Aku melirik jam dinding yang berada di atas kepala Pak Jamin telah menunjukkan pukul lima lebih dua puluh menit waktuku semakin sempit saja.Sesuai dengan permintaan Pak Jamin, akupun kemudian meminta diri.

“Saya rasa keterangan-keterangan dan penjelasan bapak sudah saya anggap cukup, dan saya mengucapkan terima kasih pada bapak atas diluangkannya sedikit waktu yang bapak miliki untuk saya.”

“Sama-sama dik, kalau masih diperlukan lagi, saya bersedia membantu. Jangan sungkan-sungkan datang lagi ke sini.”

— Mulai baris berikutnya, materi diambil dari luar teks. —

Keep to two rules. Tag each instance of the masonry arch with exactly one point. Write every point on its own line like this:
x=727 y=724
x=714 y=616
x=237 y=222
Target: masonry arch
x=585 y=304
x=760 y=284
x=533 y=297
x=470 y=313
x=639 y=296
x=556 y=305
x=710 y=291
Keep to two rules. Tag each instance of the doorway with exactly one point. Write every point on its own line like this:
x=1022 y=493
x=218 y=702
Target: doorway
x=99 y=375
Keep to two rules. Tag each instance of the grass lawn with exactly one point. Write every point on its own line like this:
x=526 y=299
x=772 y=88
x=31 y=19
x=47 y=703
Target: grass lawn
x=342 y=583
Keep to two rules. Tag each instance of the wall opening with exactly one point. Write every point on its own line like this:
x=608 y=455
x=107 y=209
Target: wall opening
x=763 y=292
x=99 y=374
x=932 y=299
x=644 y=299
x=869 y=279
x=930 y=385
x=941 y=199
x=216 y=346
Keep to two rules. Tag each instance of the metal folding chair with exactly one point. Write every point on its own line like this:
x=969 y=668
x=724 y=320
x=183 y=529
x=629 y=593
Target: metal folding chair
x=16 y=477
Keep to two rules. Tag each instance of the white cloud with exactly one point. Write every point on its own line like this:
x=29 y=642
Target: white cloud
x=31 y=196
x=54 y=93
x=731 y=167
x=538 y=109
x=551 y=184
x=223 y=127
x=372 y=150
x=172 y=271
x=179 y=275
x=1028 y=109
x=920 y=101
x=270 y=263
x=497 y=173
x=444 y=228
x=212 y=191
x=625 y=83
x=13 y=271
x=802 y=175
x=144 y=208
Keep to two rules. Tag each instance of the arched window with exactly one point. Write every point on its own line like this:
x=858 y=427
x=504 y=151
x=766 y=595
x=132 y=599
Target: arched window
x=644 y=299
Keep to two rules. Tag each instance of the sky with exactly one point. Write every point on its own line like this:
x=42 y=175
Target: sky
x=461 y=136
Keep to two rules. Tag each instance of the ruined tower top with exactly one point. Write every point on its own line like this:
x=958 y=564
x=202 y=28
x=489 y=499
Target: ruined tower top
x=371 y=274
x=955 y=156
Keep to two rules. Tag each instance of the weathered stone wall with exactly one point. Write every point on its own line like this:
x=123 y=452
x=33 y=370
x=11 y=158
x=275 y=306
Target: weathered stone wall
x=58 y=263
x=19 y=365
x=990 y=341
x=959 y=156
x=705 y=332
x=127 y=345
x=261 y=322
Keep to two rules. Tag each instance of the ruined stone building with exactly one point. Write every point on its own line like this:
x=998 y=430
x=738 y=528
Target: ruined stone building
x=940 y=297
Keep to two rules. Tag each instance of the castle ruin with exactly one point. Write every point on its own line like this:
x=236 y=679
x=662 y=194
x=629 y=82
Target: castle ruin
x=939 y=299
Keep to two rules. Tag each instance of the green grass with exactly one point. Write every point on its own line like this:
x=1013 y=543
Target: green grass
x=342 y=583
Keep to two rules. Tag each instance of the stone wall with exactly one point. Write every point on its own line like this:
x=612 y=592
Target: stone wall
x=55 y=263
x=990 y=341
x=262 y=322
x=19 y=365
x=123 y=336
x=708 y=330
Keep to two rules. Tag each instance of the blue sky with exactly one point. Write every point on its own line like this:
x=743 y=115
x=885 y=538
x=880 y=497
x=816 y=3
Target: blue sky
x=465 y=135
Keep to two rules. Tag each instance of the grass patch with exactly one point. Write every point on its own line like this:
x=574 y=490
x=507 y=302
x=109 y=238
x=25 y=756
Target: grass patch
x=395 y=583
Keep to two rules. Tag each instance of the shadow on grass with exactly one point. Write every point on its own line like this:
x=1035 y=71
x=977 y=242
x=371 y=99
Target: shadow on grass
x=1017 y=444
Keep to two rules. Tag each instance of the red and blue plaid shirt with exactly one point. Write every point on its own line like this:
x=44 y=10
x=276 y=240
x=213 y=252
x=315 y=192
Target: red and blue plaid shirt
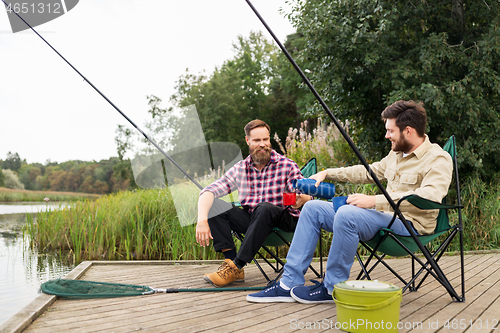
x=256 y=186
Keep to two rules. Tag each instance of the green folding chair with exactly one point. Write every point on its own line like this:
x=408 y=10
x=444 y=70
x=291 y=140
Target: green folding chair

Sambil mengayuh pedal sepeda aku pulang kerumah banyak pikiran yang muncul di kepalaku. Pak Jamin yang datang dari desa mendorong gerobak bakso berakhir menjadi pengusaha bakso yang memiliki warung bakso. Sedang pak Ratim yang juga datang dari desa mendorong gerobak bakso hingga usia senja. Begitulah hidup kadang segala harapan dan keinginan harus dikubur karena kenyataan memaksa untuk melakukan sesuatu yang jauh dari keinginan. Pak Ratim mencoba mengadu nasib di kota dengan harapan dan keinginan menjadi pegawai ternyata dia harus melangkah mendorong gerobak bakso yang jauh dari bayangan. Namun hidup harus terus berjalan maka peluh dan do’a tetap mengalir dalam darahnya yang menjaganya tetap setia dalam mengisi setiap waktu dalam hidupnya.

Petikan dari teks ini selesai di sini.